HERRERA-VAILLANT 05 de enero de 2017
A
principios de enero de 1958 el General Marcos Pérez Jiménez andaría orondo con
el fraudulento plebiscito que abusivamente había impuesto. De no haber sido
tipo serio quizás pensaría en salir bailando en televisión con doña Flor. Poco
imaginaría que pronto abordaría la “Vaca Sagrada” para huir a Santo Domingo.
Acontece
que los regímenes dictatoriales suelen llevar en sus entrañas las semillas de
su propia destrucción. Sobre todo, cuando el núcleo de poder es una pandilla
armada, unida fundamentalmente por bajos intereses.
Si las
bases institucionales y los principios democráticos de una nación se han
prostituido por el más abyecto servilismo, lo que queda para sustentar un
sistema dictatorial es apenas el turbio entramado de intereses compartidos de
sus principales capitostes.
Son
muy frágiles las lealtades y aumenta la precariedad de un régimen cuando entre
sus principales integrantes prevalece un alto índice de oportunismo, ruindad
moral y torpeza intelectual.
La
inestabilidad crece durante las secuelas de etapas intensamente personalistas,
donde la principal “credencial” de encumbramiento político ha sido la más
abyecta degradación ante un caudillo: Los escombros humanos que quedan en su
estela – sin pizca de mérito propio – difícilmente logran sustentar un poder
que jamás ganaron ni merecieron.
Una de
las dictaduras más arraigadas de América fue la del paraguayo Alfredo
Stroessner entre 1954 y 1989. Stroessner “ganó” su última elección en 1988 con
“89% de los votos”, pero en febrero de 1989 salía huyendo hacia Brasil. ¿Qué
pasó?
El
viejo dictador creyó consolidar su régimen militar casando a su hijo “Freddie”
con una hija del general Andrés Rodríguez, jefe de las Fuerzas Armadas
paraguayas.
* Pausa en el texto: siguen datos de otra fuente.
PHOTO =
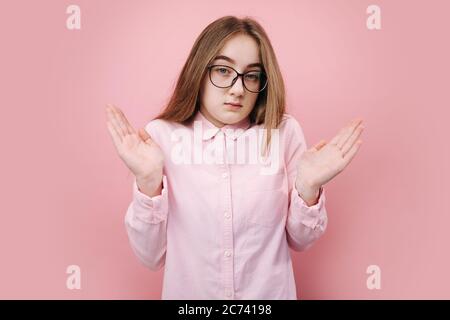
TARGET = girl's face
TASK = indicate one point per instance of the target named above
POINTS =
(240, 52)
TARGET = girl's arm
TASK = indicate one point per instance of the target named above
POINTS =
(146, 223)
(305, 224)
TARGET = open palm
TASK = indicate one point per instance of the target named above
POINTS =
(139, 152)
(324, 161)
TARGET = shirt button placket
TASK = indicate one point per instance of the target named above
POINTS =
(228, 256)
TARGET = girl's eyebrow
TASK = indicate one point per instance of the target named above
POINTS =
(234, 62)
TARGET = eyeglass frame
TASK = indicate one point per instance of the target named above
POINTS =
(235, 78)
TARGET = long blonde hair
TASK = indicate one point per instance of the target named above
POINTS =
(184, 102)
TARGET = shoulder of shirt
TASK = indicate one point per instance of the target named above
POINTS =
(290, 124)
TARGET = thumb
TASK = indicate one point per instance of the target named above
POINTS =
(319, 145)
(144, 136)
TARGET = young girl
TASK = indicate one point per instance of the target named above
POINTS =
(224, 185)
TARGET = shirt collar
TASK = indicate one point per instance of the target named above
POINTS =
(230, 130)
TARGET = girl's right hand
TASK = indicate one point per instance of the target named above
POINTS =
(137, 149)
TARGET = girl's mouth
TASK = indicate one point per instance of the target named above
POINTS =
(234, 105)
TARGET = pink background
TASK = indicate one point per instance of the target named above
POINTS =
(65, 191)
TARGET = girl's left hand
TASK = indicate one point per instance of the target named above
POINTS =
(324, 161)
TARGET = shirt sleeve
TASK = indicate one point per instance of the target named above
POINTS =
(146, 226)
(305, 224)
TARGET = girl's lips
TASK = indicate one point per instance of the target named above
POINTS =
(234, 105)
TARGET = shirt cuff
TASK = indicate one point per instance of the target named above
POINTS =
(156, 202)
(311, 216)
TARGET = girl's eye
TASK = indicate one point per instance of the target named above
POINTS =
(252, 76)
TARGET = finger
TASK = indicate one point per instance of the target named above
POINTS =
(118, 121)
(348, 133)
(114, 135)
(349, 143)
(344, 133)
(125, 121)
(352, 152)
(144, 135)
(113, 122)
(319, 145)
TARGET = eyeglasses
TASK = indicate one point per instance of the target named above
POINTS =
(224, 77)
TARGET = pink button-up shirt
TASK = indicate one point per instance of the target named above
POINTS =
(221, 228)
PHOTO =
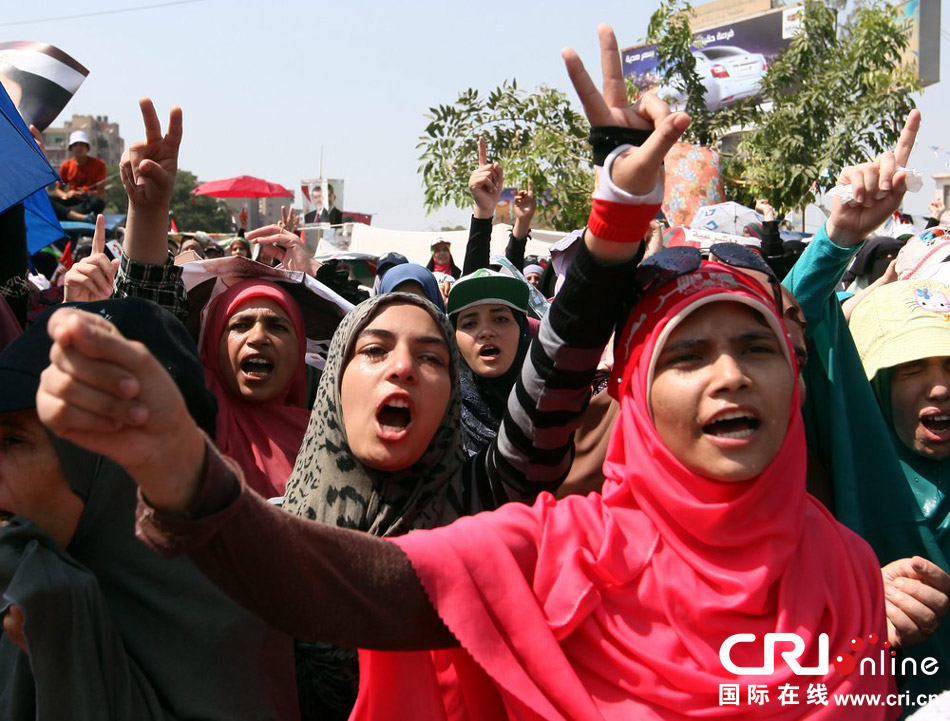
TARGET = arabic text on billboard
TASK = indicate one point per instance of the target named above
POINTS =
(731, 59)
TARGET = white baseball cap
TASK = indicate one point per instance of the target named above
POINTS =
(78, 136)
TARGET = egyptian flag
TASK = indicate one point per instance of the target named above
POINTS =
(40, 79)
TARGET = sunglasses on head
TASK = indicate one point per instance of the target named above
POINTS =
(671, 263)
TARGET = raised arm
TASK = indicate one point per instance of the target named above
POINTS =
(878, 188)
(110, 396)
(485, 183)
(148, 171)
(525, 206)
(535, 442)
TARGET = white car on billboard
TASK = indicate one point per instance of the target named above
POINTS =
(728, 73)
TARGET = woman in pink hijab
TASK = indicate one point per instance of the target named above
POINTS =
(253, 348)
(620, 605)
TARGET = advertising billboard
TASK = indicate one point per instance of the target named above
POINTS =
(731, 59)
(920, 20)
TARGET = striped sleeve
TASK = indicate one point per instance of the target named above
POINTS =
(534, 449)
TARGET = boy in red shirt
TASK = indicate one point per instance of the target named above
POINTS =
(85, 179)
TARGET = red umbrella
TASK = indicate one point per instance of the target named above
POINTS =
(243, 186)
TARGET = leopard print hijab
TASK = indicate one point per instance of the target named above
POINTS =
(329, 485)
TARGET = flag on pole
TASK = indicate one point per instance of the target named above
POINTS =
(40, 78)
(25, 168)
(42, 225)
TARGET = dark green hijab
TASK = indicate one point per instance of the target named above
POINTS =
(881, 488)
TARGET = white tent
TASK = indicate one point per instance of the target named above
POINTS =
(416, 246)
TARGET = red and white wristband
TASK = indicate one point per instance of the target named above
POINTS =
(617, 215)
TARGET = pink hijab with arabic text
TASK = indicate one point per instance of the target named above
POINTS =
(263, 438)
(615, 605)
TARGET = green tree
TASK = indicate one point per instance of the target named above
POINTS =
(190, 212)
(850, 105)
(834, 97)
(537, 136)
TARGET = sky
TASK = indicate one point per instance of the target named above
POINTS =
(265, 86)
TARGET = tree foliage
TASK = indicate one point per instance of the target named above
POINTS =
(833, 98)
(836, 96)
(198, 213)
(537, 136)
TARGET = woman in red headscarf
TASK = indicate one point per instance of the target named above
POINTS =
(253, 347)
(620, 605)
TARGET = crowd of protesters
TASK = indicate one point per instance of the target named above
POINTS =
(596, 487)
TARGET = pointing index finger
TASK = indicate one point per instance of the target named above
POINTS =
(908, 137)
(931, 574)
(99, 236)
(153, 128)
(173, 136)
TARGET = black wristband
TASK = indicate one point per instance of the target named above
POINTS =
(604, 139)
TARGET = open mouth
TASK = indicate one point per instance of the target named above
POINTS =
(394, 416)
(937, 424)
(733, 425)
(257, 367)
(489, 352)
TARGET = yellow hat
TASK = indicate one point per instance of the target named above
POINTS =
(903, 321)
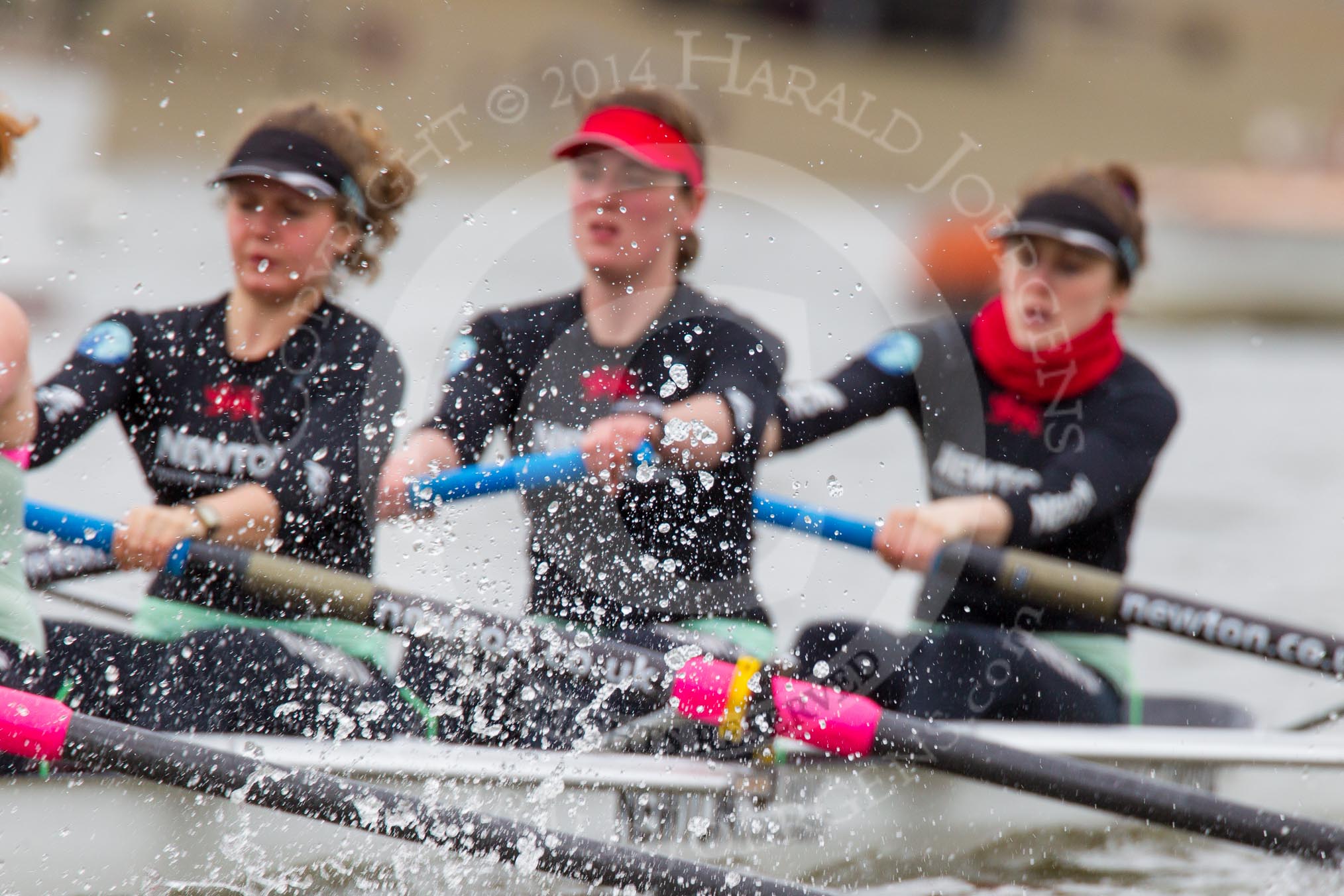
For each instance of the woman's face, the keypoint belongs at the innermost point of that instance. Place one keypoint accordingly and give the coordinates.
(1052, 290)
(281, 239)
(628, 218)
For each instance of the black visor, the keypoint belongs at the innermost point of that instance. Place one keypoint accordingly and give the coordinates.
(295, 160)
(1076, 222)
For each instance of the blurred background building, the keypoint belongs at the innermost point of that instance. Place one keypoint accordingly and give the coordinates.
(1234, 109)
(860, 150)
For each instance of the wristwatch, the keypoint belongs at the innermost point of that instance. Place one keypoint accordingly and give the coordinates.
(209, 516)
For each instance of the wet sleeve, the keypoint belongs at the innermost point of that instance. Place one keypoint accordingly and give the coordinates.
(94, 382)
(328, 476)
(1098, 467)
(745, 368)
(870, 386)
(480, 390)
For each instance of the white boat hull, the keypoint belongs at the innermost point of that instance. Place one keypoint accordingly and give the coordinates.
(811, 818)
Pero se cuenta que un buen día el hijo de Stroessner le propinó una
paliza a la hija de Rodríguez. Poco después Rodríguez sacó al consuegro del
poder.
El
episodio ilustra la intrínseca vulnerabilidad de un régimen de pura fuerza y
baja calaña, así viva proclamándose firme y “monolítico”.
Hay
quienes desesperan ante la supervivencia de cualquier dictadura militar que
parece “atornillada”: Deben recordar que son gigantes con pies de barro que de
repente se deshacen en determinadas circunstancias.
Las
caídas de las dictaduras opacas rara vez son transparentes. Por estas partes
pueden pasar años de lucha tenaz y heroica contra una tiranía, utilizando todas
las vías cívicas al alcance para crear condiciones. Y cuando menos se espera se
escuchan esas famosas palabras: “¡Corran a prender el televisor!” Quién a
hierro mata, no fallece a sombrerazos.